Я тоже тогда очень сильно интересовался музыкой. Первые новинки всегда появлялись у Боба, он всегда первым имел альбом любимого музыканта или группы. Много разной музыки приносил Курехин. Напротив «Сайгона» была квартира Оксаны Савельевой, там был очень хороший аппарат, на котором мы переписывали новые пластинки. Это был объединяющий момент. Сейчас это куда-то ушло, этот образ общения.
Концертной деятельности КИНО мы очень боялись. Перед фестивалем 84-го года мы играли в Корабелке, репетировали. И помню, все ужасно нервничали, потому что как-то не складывалось: все было вне ритма, плавало. Вместе не очень звучало, группы еще не было. Густав тогда еще никаким барабанщиком не был, он играл в одной из начинающих групп то ли на клавишах, то ли на басу. Не помню, не буду врать. Но к барабанам отношения не имел. Поэтому поначалу с ним было очень сложно. Он начинал барабанить, но все время думал о каких-то модных акциях. Это человек совершенно помешанный на моде. Поэтому он учился барабанить стоя — это был для него элемент современного имиджа. Густав — модник. Он, Африканец и Тимур Новиков — это такая троица, которая мгновенно друг к другу прилипла. Я наблюдал, как они знакомились, — мгновенно слились в одно целое.

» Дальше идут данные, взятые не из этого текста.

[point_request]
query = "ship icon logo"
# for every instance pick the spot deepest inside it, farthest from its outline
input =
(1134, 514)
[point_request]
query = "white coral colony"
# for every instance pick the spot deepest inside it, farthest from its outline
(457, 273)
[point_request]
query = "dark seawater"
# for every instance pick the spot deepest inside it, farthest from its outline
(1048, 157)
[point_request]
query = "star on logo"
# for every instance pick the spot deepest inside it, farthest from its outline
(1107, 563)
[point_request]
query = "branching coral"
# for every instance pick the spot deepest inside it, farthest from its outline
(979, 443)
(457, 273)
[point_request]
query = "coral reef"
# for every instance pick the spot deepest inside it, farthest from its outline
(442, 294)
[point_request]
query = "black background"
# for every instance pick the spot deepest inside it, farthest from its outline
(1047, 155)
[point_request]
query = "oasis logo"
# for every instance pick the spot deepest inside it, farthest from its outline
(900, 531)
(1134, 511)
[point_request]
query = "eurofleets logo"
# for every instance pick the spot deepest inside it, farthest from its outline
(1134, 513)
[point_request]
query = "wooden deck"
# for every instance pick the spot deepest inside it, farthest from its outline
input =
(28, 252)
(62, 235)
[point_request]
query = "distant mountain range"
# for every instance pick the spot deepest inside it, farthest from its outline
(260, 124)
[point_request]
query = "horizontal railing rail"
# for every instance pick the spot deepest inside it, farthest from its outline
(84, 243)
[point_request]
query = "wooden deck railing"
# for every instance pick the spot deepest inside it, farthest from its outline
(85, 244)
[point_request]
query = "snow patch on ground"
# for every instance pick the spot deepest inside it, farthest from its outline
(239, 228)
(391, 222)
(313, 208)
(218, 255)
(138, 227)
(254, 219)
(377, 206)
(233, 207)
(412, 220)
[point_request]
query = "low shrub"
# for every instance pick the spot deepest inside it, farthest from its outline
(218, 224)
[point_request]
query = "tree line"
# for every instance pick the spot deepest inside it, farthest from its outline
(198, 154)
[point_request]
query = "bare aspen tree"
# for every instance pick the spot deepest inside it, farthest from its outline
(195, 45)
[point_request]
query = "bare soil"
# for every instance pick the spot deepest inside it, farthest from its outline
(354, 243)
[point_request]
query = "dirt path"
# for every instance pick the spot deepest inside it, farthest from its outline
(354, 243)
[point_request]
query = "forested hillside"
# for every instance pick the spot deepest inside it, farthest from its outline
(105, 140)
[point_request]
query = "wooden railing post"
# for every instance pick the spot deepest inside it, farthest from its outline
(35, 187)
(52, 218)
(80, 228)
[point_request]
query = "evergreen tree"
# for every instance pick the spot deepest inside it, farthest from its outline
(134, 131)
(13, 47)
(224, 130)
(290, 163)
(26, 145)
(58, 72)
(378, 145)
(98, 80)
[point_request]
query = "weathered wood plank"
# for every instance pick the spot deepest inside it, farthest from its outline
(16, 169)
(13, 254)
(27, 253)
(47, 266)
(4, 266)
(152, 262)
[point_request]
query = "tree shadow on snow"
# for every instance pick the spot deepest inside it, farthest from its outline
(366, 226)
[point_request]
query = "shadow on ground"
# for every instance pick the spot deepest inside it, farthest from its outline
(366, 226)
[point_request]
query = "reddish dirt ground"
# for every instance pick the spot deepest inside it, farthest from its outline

Значит, группа не складывалась. Я пытался это все как-то связать, надо было быстро все связывать, на ходу. Некогда было придумывать какие-то нюансы, новые аранжировки. Надо было просто вживую все слепить вокруг материала. Другого выхода не было. Мы слепили все как есть, чтобы нас можно было прослушать. Нас прослушивал худсовет отборочное прослушивание перед фестивалем. Прослушав, они нам отказали. Причем в вежливой форме: ни да ни нет, посмотрим, мол… Очень уклончиво. В худсовете тогда Файнштейн был, Коля Михайлов, Джордж, еще какая-то тетка. Однако в конце концов к фестивалю допустили. Мы узнали об этом чуть позже и стали лихорадочно готовиться. Мы сознавали, что нас может спасти только чудо, которое надо было сотворить. Мы готовились обрушить этот шквал на людей. И нам это удалось, потому что концерт был очень мощный, кайфный.
Наше ощущение передалось в зал, с людей весь мох слетел. Все обалдели. Не помню, кстати, выступления АКВАРИУМА на том фестивале. Помню только, что все мы были раскрашенные, накладывали различный макияж…
О Витьке той поры сложно говорить персонально. Мы все были завязаны в одной большой компании. Что касается меня, то я знал, что в этом есть большая доля моего участия. Эта группа была отчасти моим детищем. До меня электрического КИНО не было, оно появилось вместе со мной. Эту группу я воспринимал как свою родную, настоящую в которой я буду играть долго. Витька ревновал, конечно, к АКВАРИУМУ, что я в нем тоже играю, но мне он никогда ни одного слова не сказал. Но потом стало невозможно совмещать — ребятам приходилось снимать концерты из-за того, что я был занят в АКВАРИУМЕ. Или, наоборот, я не мог прийти на запись к АКВАРИУМУ из-за того, что были концерты с КИНО. Я думаю, что каждому приходится выбирать и с годами сужать рамки своего творчества, чтобы добиться более полного самовыражения. Рано или поздно приходится задумываться — что нужно отсечь.